Spanish police detained Buchanan last year at the request of the FBI’s Los Angeles unit in Palma de Mallorca, when he was about to leave the country for Naples on a chartered flight (see: Spanish Police Bust Alleged Leader of Scattered Spider).
Spanish authorities say Buchanan, who operated under the alias “Tyler,” is the suspected head of Scattered Spider, a prolific cybercrime group that allegedly hacked 130 companies, including 45 in the United States.
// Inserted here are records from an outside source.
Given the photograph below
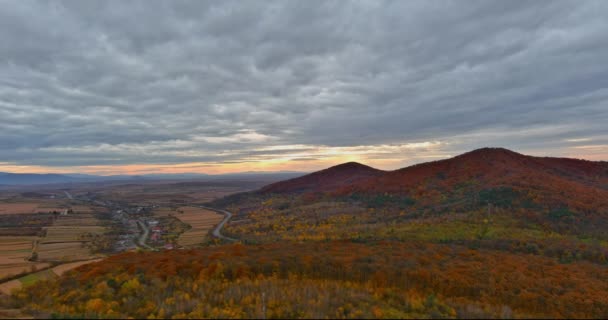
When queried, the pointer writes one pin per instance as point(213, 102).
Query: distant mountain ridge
point(578, 184)
point(25, 179)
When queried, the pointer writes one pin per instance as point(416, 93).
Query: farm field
point(201, 221)
point(57, 271)
point(67, 238)
point(29, 207)
point(14, 252)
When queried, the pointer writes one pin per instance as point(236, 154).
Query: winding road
point(217, 231)
point(144, 236)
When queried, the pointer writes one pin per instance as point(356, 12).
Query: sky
point(134, 87)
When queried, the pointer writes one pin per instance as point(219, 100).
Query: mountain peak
point(328, 179)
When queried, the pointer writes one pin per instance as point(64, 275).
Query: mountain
point(483, 175)
point(325, 180)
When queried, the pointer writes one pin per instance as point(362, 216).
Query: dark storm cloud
point(97, 82)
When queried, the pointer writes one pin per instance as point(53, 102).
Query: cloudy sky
point(192, 86)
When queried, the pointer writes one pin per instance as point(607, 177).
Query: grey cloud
point(81, 75)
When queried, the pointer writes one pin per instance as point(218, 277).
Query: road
point(217, 231)
point(144, 236)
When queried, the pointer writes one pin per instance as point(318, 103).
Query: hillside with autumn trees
point(490, 233)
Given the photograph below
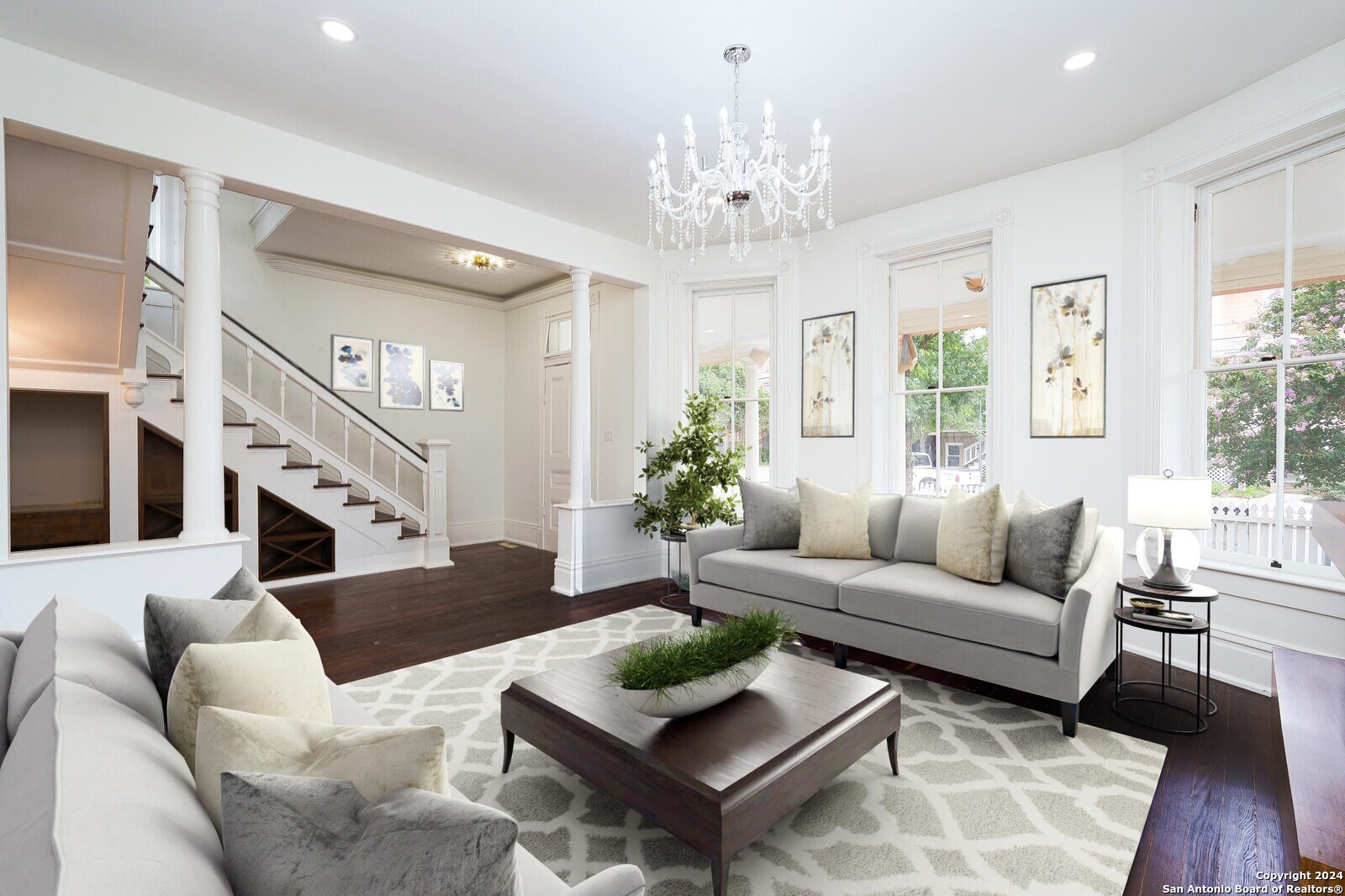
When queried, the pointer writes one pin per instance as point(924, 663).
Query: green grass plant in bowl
point(685, 673)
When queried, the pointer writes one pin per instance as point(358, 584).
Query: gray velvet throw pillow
point(770, 515)
point(241, 586)
point(174, 623)
point(320, 837)
point(1040, 540)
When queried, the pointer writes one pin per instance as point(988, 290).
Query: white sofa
point(96, 799)
point(914, 611)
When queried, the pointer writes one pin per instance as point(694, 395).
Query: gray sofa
point(1004, 634)
point(94, 799)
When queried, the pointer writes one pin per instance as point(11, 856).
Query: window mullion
point(1282, 370)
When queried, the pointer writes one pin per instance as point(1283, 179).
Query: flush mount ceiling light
point(1080, 60)
point(477, 260)
point(338, 30)
point(683, 213)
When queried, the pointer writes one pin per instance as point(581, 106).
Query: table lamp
point(1169, 508)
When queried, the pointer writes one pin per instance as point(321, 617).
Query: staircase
point(296, 444)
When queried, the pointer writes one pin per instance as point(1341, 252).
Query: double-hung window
point(733, 362)
point(1271, 356)
point(942, 369)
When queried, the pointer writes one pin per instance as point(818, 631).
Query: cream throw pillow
point(974, 535)
point(833, 524)
point(374, 757)
point(266, 665)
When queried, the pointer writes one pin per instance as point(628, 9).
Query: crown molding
point(540, 293)
point(269, 215)
point(385, 282)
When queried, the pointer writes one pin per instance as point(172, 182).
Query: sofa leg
point(1068, 719)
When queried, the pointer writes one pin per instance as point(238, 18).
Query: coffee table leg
point(720, 876)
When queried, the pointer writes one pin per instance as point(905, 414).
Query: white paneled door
point(556, 456)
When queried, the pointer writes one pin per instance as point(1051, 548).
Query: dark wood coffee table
point(717, 779)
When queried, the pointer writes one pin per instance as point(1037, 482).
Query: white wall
point(298, 315)
point(614, 383)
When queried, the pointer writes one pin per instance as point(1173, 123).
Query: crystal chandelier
point(688, 212)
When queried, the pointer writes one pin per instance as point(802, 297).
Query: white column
point(752, 423)
point(436, 502)
point(203, 434)
point(582, 445)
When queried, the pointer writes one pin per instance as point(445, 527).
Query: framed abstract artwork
point(1069, 360)
point(829, 377)
point(353, 363)
point(446, 385)
point(401, 376)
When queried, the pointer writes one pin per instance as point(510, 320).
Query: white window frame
point(898, 385)
point(731, 293)
point(1203, 362)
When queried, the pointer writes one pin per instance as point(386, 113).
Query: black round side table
point(1195, 595)
point(674, 589)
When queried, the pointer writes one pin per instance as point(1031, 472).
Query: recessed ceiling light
point(338, 30)
point(1080, 60)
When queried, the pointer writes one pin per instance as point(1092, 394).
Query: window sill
point(1278, 576)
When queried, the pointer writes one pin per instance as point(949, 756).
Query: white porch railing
point(287, 392)
point(1247, 526)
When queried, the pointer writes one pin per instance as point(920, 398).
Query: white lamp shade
point(1169, 502)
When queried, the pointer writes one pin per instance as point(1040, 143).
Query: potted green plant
point(681, 674)
point(697, 472)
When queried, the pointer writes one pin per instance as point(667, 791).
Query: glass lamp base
point(1168, 557)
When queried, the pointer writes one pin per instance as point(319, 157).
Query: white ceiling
point(314, 235)
point(555, 107)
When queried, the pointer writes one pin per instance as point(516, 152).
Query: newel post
point(436, 502)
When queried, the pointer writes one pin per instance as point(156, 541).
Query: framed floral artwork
point(401, 376)
point(1069, 360)
point(353, 363)
point(829, 377)
point(446, 385)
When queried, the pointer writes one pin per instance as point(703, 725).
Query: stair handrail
point(316, 385)
point(166, 280)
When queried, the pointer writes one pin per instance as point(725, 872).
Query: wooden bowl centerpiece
point(685, 673)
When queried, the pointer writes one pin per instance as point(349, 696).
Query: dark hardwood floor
point(1216, 815)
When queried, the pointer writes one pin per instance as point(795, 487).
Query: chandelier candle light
point(689, 210)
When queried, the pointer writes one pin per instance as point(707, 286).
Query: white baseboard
point(607, 572)
point(475, 533)
point(524, 533)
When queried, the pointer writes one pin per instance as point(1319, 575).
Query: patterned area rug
point(992, 798)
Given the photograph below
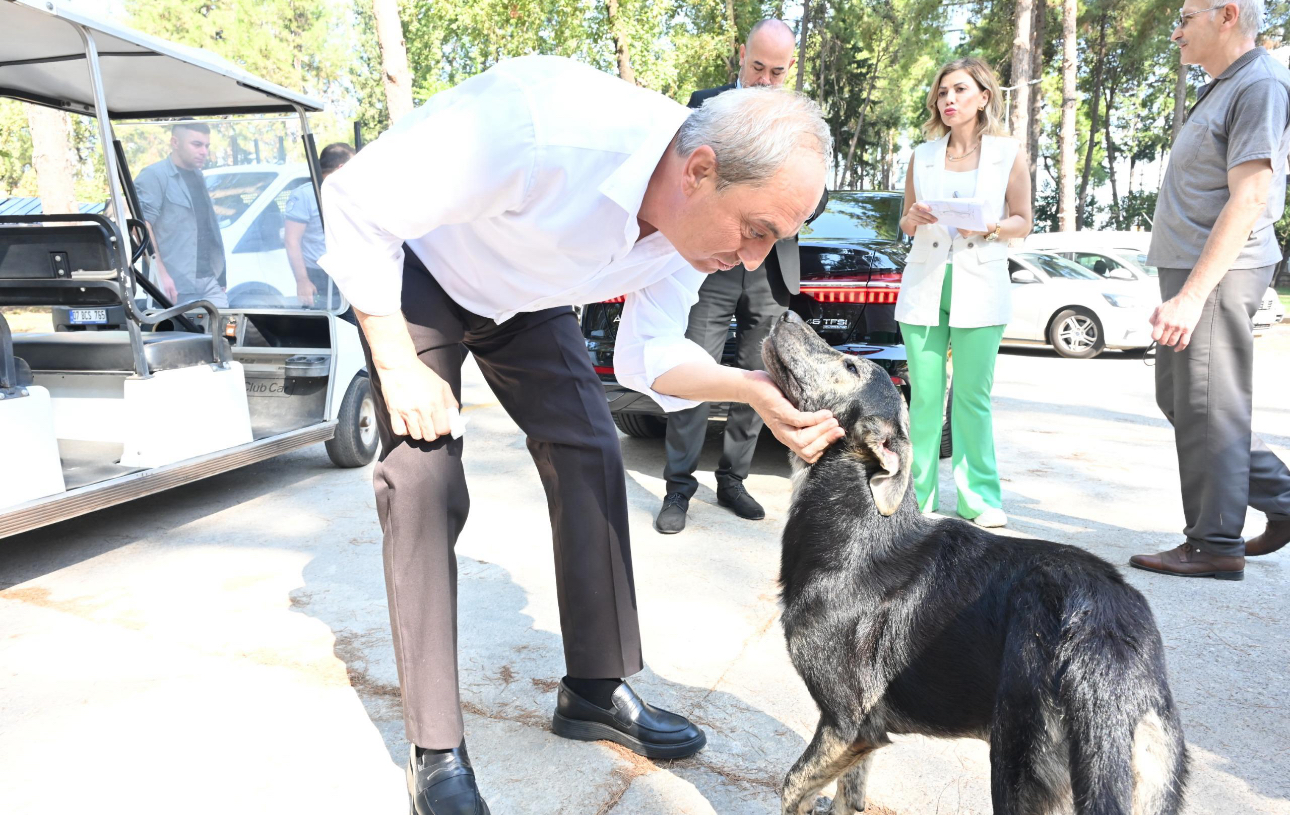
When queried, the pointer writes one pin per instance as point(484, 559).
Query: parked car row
point(1080, 293)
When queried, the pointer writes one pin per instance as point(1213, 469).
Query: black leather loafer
point(734, 497)
point(443, 784)
point(634, 724)
point(671, 517)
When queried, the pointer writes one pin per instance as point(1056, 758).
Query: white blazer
point(982, 292)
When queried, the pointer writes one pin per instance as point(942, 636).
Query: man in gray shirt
point(1214, 245)
point(303, 234)
point(190, 252)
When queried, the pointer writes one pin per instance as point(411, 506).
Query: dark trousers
point(746, 297)
point(537, 365)
point(1206, 393)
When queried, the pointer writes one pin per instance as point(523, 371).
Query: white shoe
point(992, 517)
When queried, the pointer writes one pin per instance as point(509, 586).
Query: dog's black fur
point(903, 624)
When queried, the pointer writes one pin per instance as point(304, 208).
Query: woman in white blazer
point(955, 292)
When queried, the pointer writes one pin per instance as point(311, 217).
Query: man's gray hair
point(1250, 19)
point(754, 132)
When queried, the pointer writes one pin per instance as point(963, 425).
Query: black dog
point(899, 623)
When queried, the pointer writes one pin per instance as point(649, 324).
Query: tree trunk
point(1021, 114)
point(1099, 72)
point(621, 45)
point(1037, 27)
point(396, 78)
point(801, 45)
point(1179, 102)
point(733, 52)
point(1066, 146)
point(1111, 159)
point(52, 159)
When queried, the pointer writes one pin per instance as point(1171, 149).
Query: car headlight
point(1124, 301)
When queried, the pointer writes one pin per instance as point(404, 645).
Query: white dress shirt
point(519, 190)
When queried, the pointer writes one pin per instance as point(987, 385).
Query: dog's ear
point(890, 448)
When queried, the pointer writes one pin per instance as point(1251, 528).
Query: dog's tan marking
point(827, 756)
point(1152, 765)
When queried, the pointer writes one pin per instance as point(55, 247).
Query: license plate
point(89, 316)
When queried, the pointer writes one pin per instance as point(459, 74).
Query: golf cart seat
point(110, 351)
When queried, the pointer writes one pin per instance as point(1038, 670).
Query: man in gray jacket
point(1214, 245)
point(744, 295)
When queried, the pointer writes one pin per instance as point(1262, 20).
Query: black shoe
point(634, 724)
point(735, 498)
point(671, 517)
point(443, 783)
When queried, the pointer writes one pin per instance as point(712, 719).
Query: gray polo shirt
point(1240, 116)
point(303, 208)
point(167, 204)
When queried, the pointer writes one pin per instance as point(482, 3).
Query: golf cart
point(125, 392)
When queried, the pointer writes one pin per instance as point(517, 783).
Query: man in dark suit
point(746, 295)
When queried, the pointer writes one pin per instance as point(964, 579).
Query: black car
point(852, 259)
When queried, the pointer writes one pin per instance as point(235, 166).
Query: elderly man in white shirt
point(476, 222)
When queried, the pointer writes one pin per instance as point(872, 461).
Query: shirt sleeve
point(1258, 123)
point(467, 154)
point(652, 335)
point(298, 205)
point(150, 186)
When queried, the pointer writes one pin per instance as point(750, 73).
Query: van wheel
point(947, 444)
point(355, 441)
point(1076, 334)
point(640, 424)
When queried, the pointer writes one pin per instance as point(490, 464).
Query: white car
point(1122, 255)
point(250, 201)
point(1063, 304)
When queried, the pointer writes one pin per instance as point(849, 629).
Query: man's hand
point(418, 400)
point(305, 292)
point(1174, 320)
point(805, 433)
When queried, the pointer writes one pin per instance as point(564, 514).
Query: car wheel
point(947, 442)
point(355, 441)
point(1076, 334)
point(641, 424)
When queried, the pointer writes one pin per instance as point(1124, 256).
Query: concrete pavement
point(225, 648)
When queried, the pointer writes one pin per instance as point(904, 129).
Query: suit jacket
point(783, 261)
point(699, 97)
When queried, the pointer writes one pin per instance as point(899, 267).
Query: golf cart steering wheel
point(139, 244)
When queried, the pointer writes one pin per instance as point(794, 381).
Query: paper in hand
point(965, 214)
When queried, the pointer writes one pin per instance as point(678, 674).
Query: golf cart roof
point(143, 78)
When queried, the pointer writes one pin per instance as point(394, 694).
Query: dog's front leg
point(850, 788)
point(830, 753)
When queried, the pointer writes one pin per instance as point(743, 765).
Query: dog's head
point(859, 393)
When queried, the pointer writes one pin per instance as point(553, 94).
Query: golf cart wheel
point(640, 424)
point(947, 445)
point(355, 441)
point(1076, 334)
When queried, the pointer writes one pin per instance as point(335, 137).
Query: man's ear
point(892, 450)
point(701, 166)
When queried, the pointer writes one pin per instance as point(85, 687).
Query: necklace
point(965, 155)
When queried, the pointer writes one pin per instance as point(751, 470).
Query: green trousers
point(970, 422)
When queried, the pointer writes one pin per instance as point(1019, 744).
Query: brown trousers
point(537, 365)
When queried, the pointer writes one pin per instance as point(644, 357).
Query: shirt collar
point(1244, 59)
point(626, 186)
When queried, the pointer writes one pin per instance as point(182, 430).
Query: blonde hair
point(990, 121)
Alleged victims of the group include MGM Resorts, Clorox and cryptocurrency trading platform Coinbase Global. The group is estimated to have stolen 391 bitcoins, valued over $27 million from its victims, Spanish police said. The group is known for tricking help desks using their native English-speaking skills, running SIM-swap and phishing attacks, overwhelming targets with multifactor authentication push requests and demanding massive ransoms from victims (see: Will Arrests Squash Scattered Spider’s Cybercrime Assault?).
An FBI affidavit says an IP address leased by Buchanan during 2022 logged onto a NameCheap domain name registrar account used to create domains designed to mimic telecommunications, cryptocurrency exchange and tech companies. The IP address led Police Scotland to search Buchanan’s address, where officers seized approximately 20 devices.
Forensic copies of the devices showed that Buchanan apparently used a phishing kit to transmit stolen credentials to other members of Scattered Spider over a Telegram channel. Investigators also found that Buchanan registered at least one phishing domain and controlled a Gmail address used to register other phishing domains, including one impersonating single sign on provider Okta.
Scattered Spider, also tracked as UNC3944, Scatter Swine, and Muddled Libra, first emerged in late 2022 and consists of members from the United States and the United Kingdom. Noah Urban, a leading member the hacking group and known as “King Bob,” pleaded guilty earlier this month to federal charges tied to a string of cyberattacks on major U.S. companies.
Federal prosecutors indicated three other suspected members of Scattered Spider in addition to Urban and Buchanan in a grand jury indictment unsealed late last year (see: Feds Indict 5 Suspects Tied to Scattered Spider Cybercrime).
The group stayed active throughout 2024, regularly targeting cloud infrastructure for credential theft, a recent Google Mandiant report said in a recent report.